Pedro, o irmão mais velho, corre para pedir ajuda ao pai e conta sobre o relacionamento incestuoso dos irmãos. O pai, a Casa 4 abrindo em Capricórnio, Marte seu regente por exaltação na casa 3, dos irmãos, de Ana. A Lua, regente por exaltação da Casa 8 traz a Morte. A morte de Ana (Marte), pelo pai (Marte).
Silêncio. A Lua chega em seu exílio, Capricórnio, na Casa 4, a Casa da família e do pai. Este precisa mostrar autoridade.
A Lua chega na Parte da Fortuna, a essência do mapa, na casa das origens. Falando sobre as Partes Arábicas, pontos reflexos dos significados da narrativa, a parte de Nêmesis, que trata da desmesura, de cortar o mal pela raiz, está em Touro, justamente na Casa 8, da morte. Como se a morte restabelecesse a harmonia na família, fosse um tributo a ser pago. Além de reger Nêmesis, Vênus também governa a Parte de Eros, o amor, que está em Libra, bem no Ascendente. Amor e morte andam juntos em "Lavoura Arcaica". Nêmesis é o peso de Saturno, significador do pai e da Fortuna e é ele mesmo quem paga o tributo matando a filha. A Parte do Espírito, o vir a ser, está em Câncer, no MC; a família em primeiro lugar mesmo que os irmãos Castor e Pollux sejam sacrificados. "Lavoura Arcaica" é sobre isso, sobre amor que é punido, sobre tributos que se paga a Saturno, a Cronos, ao tempo.

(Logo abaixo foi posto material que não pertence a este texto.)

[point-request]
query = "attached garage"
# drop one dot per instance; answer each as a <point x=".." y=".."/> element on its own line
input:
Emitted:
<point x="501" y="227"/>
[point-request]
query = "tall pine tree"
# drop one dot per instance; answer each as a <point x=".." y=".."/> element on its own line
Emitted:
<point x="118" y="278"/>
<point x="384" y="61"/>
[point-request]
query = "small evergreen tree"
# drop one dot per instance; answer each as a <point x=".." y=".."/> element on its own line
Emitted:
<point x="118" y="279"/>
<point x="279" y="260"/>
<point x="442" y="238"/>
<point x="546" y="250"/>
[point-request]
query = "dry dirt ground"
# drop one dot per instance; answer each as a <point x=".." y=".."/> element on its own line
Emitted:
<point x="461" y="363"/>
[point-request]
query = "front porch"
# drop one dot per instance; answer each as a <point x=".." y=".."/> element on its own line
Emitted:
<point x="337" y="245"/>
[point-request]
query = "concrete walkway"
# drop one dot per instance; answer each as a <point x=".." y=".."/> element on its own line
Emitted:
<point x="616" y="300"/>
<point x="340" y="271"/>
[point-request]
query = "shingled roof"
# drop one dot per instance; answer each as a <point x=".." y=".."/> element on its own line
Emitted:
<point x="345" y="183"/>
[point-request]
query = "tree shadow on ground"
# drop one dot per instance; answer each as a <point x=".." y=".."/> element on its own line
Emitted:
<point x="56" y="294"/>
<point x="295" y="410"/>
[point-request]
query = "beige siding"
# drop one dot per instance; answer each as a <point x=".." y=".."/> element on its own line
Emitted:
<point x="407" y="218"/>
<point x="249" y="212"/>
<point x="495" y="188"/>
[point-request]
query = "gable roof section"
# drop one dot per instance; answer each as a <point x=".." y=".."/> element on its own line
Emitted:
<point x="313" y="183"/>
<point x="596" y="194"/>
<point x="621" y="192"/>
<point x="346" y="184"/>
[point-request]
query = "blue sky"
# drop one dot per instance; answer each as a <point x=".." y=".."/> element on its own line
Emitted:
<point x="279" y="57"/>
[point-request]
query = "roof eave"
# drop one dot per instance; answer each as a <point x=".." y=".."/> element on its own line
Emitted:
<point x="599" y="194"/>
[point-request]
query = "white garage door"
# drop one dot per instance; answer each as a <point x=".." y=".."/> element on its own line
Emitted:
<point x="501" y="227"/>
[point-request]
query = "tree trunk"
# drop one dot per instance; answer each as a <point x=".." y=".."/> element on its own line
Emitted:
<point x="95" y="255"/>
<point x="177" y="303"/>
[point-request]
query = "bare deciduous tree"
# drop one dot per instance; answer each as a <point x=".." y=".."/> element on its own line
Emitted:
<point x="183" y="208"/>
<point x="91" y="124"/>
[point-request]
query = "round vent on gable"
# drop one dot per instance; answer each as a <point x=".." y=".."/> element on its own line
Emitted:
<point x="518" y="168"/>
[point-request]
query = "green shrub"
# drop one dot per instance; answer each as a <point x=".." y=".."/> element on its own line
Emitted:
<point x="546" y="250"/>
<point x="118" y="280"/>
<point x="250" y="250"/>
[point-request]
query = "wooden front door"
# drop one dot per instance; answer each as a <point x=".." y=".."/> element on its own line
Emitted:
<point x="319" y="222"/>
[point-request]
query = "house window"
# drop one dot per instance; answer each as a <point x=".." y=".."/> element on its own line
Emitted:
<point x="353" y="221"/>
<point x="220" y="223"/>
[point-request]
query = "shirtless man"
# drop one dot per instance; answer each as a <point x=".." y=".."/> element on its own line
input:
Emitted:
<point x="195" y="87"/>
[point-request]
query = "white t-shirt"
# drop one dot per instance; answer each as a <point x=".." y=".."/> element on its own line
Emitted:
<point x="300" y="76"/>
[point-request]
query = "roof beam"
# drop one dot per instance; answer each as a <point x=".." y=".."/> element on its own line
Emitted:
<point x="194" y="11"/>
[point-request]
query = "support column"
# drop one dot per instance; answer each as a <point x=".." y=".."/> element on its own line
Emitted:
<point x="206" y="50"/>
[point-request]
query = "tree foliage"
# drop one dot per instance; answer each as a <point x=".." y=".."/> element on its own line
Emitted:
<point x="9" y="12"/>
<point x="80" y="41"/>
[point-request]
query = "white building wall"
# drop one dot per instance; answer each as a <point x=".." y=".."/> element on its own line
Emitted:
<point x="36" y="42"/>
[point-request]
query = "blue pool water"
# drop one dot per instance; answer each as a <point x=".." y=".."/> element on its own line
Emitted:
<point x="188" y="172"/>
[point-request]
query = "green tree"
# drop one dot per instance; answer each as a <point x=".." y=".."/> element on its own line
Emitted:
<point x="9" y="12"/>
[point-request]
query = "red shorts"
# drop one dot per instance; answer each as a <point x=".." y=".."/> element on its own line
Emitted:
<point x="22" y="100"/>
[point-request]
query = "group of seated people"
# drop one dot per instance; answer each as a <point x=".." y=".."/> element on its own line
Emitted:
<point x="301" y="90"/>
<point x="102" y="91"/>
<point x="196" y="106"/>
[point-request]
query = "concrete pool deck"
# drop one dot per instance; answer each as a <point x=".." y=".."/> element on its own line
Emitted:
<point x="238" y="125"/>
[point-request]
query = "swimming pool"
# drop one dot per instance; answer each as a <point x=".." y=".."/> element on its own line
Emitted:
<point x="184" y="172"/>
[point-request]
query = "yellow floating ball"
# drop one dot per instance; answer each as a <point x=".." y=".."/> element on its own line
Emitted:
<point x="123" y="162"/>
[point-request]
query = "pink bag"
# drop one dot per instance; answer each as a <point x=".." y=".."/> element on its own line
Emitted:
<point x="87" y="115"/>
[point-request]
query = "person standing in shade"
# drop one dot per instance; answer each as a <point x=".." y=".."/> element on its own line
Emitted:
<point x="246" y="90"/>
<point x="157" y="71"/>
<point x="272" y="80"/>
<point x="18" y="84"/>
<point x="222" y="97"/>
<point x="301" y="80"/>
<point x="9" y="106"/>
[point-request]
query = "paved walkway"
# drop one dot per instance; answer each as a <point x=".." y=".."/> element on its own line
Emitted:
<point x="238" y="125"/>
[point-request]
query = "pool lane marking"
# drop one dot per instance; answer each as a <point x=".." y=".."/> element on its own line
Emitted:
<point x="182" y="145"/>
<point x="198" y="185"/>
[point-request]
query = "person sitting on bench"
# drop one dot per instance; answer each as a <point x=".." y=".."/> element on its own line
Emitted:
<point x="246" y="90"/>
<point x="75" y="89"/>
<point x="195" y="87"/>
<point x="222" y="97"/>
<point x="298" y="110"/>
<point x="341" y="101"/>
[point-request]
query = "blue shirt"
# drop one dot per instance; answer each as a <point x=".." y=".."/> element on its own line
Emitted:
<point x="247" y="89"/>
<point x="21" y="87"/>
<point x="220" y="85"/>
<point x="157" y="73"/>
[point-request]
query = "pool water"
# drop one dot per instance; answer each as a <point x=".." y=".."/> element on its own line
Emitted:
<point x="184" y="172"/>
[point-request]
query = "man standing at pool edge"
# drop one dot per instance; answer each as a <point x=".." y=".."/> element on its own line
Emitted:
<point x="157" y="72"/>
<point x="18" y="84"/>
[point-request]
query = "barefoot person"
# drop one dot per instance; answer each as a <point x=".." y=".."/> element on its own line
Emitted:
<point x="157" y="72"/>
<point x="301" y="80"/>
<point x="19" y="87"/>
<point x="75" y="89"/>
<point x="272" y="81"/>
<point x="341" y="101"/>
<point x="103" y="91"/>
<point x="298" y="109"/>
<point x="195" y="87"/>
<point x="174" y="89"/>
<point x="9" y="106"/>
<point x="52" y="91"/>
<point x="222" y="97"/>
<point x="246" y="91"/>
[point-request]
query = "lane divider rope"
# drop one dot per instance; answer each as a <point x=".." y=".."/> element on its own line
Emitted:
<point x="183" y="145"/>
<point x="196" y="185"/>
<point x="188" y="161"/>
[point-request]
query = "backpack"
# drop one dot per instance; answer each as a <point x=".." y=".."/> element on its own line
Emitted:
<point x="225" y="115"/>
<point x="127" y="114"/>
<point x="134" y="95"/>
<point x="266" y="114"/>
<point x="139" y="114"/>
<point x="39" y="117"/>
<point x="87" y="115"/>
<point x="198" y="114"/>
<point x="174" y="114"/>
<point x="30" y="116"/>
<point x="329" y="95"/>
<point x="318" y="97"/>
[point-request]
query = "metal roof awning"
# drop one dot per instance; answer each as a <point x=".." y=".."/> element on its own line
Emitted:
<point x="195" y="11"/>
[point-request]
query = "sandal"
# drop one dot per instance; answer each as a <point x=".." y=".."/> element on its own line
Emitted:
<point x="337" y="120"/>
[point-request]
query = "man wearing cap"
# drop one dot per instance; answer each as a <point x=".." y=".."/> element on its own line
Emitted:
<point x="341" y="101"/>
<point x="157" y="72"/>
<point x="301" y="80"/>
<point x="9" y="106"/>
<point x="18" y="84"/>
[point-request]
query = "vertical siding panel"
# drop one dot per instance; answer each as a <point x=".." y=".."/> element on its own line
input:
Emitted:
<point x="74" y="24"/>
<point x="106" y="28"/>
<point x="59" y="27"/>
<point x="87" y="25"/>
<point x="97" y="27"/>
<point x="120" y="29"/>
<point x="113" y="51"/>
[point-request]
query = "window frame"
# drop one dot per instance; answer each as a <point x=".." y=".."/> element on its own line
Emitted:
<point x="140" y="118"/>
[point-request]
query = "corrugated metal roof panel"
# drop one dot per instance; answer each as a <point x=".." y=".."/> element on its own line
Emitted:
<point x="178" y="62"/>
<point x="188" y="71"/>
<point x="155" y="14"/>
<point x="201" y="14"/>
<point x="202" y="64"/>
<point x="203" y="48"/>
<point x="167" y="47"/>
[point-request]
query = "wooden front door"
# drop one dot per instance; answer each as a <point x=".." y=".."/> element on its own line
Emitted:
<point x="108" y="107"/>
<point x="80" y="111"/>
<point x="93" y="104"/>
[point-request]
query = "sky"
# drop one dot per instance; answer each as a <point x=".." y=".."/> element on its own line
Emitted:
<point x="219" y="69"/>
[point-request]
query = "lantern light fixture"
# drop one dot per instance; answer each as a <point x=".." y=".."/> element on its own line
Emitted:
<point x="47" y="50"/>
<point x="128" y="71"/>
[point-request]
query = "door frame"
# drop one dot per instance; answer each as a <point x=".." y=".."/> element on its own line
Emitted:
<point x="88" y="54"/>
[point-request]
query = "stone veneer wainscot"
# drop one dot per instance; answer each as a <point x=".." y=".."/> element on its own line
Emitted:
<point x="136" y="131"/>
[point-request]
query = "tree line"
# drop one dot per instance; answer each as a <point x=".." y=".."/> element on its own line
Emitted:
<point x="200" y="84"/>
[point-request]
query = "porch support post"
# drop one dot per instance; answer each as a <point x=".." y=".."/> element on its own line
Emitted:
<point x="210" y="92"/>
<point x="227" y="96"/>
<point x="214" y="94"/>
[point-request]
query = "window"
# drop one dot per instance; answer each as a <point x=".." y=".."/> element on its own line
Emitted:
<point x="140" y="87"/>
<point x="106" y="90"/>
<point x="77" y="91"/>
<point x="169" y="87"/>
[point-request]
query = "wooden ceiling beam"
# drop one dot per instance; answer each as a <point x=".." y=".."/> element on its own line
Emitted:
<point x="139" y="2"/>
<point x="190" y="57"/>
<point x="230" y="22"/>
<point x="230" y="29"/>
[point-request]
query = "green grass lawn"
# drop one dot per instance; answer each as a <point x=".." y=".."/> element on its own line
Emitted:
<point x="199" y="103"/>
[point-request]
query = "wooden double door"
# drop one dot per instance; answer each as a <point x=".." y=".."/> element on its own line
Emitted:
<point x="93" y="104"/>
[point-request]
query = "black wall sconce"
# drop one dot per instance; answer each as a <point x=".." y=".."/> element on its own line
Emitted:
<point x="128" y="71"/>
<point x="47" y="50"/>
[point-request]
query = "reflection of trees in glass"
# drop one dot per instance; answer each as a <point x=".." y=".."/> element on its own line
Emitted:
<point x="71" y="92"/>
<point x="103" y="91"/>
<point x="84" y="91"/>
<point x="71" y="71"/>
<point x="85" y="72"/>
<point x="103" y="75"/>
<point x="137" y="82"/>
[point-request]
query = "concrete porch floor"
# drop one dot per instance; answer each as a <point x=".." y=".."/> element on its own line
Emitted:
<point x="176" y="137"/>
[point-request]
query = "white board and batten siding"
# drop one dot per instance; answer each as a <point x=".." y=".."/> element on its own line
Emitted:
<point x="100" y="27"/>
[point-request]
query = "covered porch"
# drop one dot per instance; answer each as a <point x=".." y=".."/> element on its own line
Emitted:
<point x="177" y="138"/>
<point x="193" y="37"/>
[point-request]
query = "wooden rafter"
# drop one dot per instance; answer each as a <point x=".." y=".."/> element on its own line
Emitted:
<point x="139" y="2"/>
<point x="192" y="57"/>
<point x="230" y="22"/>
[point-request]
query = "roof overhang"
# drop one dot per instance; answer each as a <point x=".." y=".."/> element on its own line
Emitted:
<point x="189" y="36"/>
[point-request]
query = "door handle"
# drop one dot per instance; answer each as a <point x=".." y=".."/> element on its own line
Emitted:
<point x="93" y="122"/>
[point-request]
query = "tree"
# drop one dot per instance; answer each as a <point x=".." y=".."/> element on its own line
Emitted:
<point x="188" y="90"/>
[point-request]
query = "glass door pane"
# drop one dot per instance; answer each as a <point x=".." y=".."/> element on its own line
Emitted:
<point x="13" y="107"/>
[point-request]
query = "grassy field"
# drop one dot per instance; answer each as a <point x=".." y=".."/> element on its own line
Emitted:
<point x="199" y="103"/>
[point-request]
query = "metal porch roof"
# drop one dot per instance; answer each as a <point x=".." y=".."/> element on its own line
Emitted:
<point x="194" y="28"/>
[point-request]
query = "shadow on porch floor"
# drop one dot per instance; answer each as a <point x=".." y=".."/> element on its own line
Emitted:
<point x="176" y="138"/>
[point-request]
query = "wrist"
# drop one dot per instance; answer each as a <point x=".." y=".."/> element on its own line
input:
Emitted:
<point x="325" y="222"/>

O filme termina e, enquanto os créditos sobem na tela, podemos escutar um trecho de sermão do pai, remetendo à essência do longa-metragem. "O tempo é o maior tesouro de que um homem pode dispor; embora inconsumível, o tempo é o nosso melhor alimento; sem medida que o conheça, o tempo é, contudo, nosso bem de maior grandeza: não tem começo, não tem fim; rico não é o homem que coleciona e se pesa num amontoado de moedas, nem aquele, devasso, que estende, mãos e braços, em terras largas; rico só é o homem que aprendeu, piedoso e humilde, a conviver com o tempo, aproximando-se dele com ternura, não se rebelando contra o seu curso, brindando-o antes com sabedoria para receber dele os favores e não sua ira; o equilíbrio da vida está essencialmente deste bem supremo, e quem souber com acerto a quantidade de vagar, ou a de espera, que se deve pôr nas coisas, não corre nunca o risco, ao buscar por elas, de defrontar-se com o que não é; pois só a justa medida do tempo dá a justa natureza das coisas." Assim conclui Saturno, narrador da carta, regente do pai.
Eu sou Mariana Candeias (@magaastrologica) e sou apaixonada por esse filme, na época do lançamento assisti 7 vezes em menos de três meses. Uma honra estrear aqui com ele. Agradeço ao João, Rafa e Analu por abrirem tantas janelas no quarto de minha pensão.